Début de la campagne électorale pour les législatives en Algérie

Début de la campagne électorale pour les législatives en Algérie

La campagne pour les législatives du 12 juin prochain en Algérie a commencé ce jeudi dans une ambiance de répression contre le Hirak, mouvement de contestation du régime en place dans ce pays maghrébin.

Il s’agit d’un scrutin anticipé, qui devait initialement se dérouler en 2022. Pour d’aucuns, ces élections ne sont qu’une tentative du pouvoir algérien de reprendre le contrôle de la situation dans le pays après la reprise des manifestations hebdomadaires du Hirak depuis fin février dernier.

Il est à noter que cette campagne électorale, qui se refermera le 9 juin prochain, a commencé trois mois après que le chef d’Etat algérien, Abdelmadjid Tebboune, ait procédé à la dissolution de l’Assemblée populaire nationale (APN).

Environ 1.500 listes, dont plus de la moitié des candidats se présentent sous la casquette d’indépendants, sont en concurrence, d’après les données de l’Autorité nationale indépendante des élections (ANIE). 

Près de 1.200 autres listes ont été réprouvées sur la base d’une nouvelle disposition légale disant que le candidat ne doit pas être « connu de manière notoire pour avoir eu des liens avec l’argent douteux et les milieux de l’affairisme».

Ce texte décrit entre autres les règles de financement et de contrôle des campagnes électorales.
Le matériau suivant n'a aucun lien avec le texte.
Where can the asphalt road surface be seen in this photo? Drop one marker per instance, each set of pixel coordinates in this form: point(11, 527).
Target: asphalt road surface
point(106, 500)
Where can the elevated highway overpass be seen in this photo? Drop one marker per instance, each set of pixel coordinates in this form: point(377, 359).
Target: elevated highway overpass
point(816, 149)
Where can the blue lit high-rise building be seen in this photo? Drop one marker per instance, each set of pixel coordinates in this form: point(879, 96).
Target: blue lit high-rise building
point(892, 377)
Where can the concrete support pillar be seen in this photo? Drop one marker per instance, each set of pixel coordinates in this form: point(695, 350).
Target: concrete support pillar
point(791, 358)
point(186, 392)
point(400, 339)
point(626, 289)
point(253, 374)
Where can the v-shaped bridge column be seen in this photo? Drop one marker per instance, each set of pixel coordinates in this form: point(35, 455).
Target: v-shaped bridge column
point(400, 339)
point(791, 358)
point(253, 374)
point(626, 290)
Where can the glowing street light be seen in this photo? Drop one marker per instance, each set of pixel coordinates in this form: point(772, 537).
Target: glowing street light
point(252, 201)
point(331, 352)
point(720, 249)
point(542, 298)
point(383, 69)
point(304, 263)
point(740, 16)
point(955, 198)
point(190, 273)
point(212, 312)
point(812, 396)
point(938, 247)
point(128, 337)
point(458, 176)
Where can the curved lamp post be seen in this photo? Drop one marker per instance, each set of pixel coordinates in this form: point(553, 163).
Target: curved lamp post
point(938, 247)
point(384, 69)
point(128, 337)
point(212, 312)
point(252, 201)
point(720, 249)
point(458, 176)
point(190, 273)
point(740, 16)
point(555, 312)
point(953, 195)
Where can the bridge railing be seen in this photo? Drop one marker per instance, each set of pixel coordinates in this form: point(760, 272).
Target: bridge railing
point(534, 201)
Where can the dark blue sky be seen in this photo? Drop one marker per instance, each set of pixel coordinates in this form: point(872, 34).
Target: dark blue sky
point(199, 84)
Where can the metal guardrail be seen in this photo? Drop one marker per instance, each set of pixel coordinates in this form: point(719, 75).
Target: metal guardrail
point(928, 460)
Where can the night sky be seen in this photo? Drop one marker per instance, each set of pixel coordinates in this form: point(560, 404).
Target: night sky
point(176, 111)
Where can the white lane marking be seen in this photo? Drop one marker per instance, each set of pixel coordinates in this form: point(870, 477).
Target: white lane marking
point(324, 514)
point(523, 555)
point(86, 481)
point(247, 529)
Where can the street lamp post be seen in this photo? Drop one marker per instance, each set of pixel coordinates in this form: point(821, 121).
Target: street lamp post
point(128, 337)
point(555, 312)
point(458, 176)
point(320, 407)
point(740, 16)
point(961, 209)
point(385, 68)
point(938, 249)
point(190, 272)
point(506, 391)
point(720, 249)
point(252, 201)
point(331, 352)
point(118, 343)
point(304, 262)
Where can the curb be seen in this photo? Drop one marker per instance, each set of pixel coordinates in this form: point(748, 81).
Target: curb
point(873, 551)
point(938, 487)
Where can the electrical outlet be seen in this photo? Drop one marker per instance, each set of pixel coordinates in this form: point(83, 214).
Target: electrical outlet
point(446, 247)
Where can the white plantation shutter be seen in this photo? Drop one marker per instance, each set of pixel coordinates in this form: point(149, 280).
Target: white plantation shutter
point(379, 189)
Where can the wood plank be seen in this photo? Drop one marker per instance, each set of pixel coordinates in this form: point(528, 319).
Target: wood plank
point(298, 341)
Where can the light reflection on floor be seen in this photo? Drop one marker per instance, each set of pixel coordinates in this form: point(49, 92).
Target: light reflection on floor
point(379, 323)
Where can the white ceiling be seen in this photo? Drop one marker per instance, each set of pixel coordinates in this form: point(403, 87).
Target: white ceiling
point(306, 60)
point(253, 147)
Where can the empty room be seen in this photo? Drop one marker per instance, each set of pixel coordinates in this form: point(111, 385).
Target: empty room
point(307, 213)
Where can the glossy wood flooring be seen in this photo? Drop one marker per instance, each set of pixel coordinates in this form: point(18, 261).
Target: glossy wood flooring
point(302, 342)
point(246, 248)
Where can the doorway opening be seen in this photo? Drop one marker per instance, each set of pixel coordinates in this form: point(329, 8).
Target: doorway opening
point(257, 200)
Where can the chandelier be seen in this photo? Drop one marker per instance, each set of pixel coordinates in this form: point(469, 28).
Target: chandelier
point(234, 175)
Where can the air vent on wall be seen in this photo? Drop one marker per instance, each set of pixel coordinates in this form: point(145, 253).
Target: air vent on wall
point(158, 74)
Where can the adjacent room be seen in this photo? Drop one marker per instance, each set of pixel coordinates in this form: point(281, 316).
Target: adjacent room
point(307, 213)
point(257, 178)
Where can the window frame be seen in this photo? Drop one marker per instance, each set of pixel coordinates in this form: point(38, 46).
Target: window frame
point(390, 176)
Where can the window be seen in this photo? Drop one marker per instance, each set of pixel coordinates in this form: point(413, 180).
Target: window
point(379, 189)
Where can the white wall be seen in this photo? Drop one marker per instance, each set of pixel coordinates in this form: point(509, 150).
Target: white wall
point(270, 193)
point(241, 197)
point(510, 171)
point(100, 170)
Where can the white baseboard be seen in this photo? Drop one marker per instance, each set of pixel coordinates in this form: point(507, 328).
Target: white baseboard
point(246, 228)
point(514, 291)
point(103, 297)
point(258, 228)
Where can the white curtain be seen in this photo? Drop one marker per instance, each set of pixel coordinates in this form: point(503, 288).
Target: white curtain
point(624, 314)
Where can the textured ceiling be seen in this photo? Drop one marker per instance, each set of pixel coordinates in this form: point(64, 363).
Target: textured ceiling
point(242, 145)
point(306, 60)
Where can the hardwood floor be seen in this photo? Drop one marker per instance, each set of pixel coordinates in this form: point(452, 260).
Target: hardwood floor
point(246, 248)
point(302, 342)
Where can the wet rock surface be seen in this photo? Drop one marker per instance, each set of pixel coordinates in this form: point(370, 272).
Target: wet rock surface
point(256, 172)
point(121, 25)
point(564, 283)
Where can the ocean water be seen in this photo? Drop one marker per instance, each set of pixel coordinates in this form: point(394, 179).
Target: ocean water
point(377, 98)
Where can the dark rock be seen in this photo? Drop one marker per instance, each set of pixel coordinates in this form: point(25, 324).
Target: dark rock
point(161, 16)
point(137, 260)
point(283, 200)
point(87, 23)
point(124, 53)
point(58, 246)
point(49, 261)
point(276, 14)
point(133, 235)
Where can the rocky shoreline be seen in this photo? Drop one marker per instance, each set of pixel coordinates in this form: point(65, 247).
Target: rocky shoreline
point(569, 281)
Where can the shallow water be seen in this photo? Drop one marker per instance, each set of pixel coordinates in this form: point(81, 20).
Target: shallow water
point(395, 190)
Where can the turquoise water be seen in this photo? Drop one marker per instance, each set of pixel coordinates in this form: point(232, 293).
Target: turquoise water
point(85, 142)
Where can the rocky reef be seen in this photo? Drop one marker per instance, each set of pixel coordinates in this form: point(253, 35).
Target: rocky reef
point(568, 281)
Aussi est-il interdit à tout candidat de bénéficier de dons en espèces ou en nature d’un Etat étranger ou d’une personne physique ou morale de nationalité étrangère.

Depuis l’annonce de la tenue de ces élections, la « feuille de route » électorale proposée par le pouvoir algérien a été rejetée par les principales formations politiques laïques et par les protestataires du Hirak.

Pour sa part, le gouvernement algérien a intensifié, au cours de ces dernières semaines, la répression dans l’objectif de briser le Hirak et de museler les voix critiques avant la tenue du scrutin. Le nombre d’interpellations et de poursuites judiciaires à l’encontre d’opposants, d’activistes du mouvement de contestation populaire et de professionnels des médias s’est significativement accru durant ces dernières semaines.